Oxygen-rich hyperbaric chambers are often used at Encompass Healthcare to “jump-start” the  healing process with difficult wounds.

Oxygen-rich hyperbaric chambers are often used at Encompass Healthcare to “jump-start” the healing process with difficult wounds.

Every year tens of thousands of spinal cord injury survivors with non-healing pressure wounds lose precious quality of life when they have to go to bed to heal properly. Some die after having been sent home from hospitals with no hope for healing. Some get clinically depressed after years of fighting recurring infections and even choose to die. With modern medicine making encouraging strides in treating many diseases and conditions, why do pressure sores continue to ruin lives?

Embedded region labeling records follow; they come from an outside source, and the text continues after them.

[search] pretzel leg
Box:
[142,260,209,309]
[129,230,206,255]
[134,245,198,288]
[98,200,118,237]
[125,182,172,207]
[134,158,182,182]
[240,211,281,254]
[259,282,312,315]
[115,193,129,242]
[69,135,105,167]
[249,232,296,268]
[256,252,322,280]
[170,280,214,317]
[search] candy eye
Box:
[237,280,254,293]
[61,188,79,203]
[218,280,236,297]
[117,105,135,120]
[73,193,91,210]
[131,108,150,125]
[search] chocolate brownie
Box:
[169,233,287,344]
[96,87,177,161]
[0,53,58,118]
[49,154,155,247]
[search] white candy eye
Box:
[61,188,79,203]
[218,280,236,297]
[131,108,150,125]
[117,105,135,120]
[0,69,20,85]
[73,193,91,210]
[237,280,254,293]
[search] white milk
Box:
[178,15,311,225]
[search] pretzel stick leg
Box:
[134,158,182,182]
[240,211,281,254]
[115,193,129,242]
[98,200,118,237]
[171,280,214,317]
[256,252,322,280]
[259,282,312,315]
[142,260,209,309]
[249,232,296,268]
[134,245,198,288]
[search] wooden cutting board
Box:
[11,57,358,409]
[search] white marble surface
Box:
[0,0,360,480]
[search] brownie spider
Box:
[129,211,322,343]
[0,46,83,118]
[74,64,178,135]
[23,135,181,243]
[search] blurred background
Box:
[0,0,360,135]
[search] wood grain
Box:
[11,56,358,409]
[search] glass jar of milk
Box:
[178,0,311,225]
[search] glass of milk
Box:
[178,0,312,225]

“The main problem is a wound care system that is fractured in its ability to deliver needed treatments,” says Dr. Bruce Ruben, founder of Encompass Healthcare in West Bloomfield, Mich., a facility that is becoming known for its efficient, compassionate, patient-centered ethic. “Nothing I do is novel,” says Ruben. “The medical treatments I use are typically available, but the problem is they are discontinuous — there is no centralized place delivering everything that is needed.” Ruben and his staff treat people 24/7 from their uniquely equipped facility, even doing home calls for wound dressing, IV infusion and grafting. “My whole career has been about keeping people out of hospitals,” he says.

Although board certified in three specialties — infectious diseases, internal medicine, and undersea and hyperbaric medicine — Ruben insists it is not enough. “The problem is wound care is not a recognized specialty. You can’t be a board certified doctor of wound care.” The result, he says, is there are too many people in the field who are not sufficiently knowledgeable about understanding the root causes of non-healing wounds. When combined with an antiquated delivery system, healing does not happen as it should.

The Road to Learning
Early in his career, Ruben saw the dangers inherent in hospital treatment. “Back in 1990 most patients were inpatients when they got an intravenous antibiotic, and to me that seemed ridiculous. One, they were at risk for getting a hospital-acquired infection, and two, after they got their antibiotic, they just laid around in a hospital bed for another 23 hours. It just didn’t make sense to me.”

He got interested in wound care and asked a vascular surgeon if he could attend hospital rounds with the doctor, nurses, physical and occupational therapists. “I saw different opinions and different ideas, and it didn’t seem that there was any commonality in thinking,” he says. “So I decided I would figure out for myself why wounds didn’t heal.”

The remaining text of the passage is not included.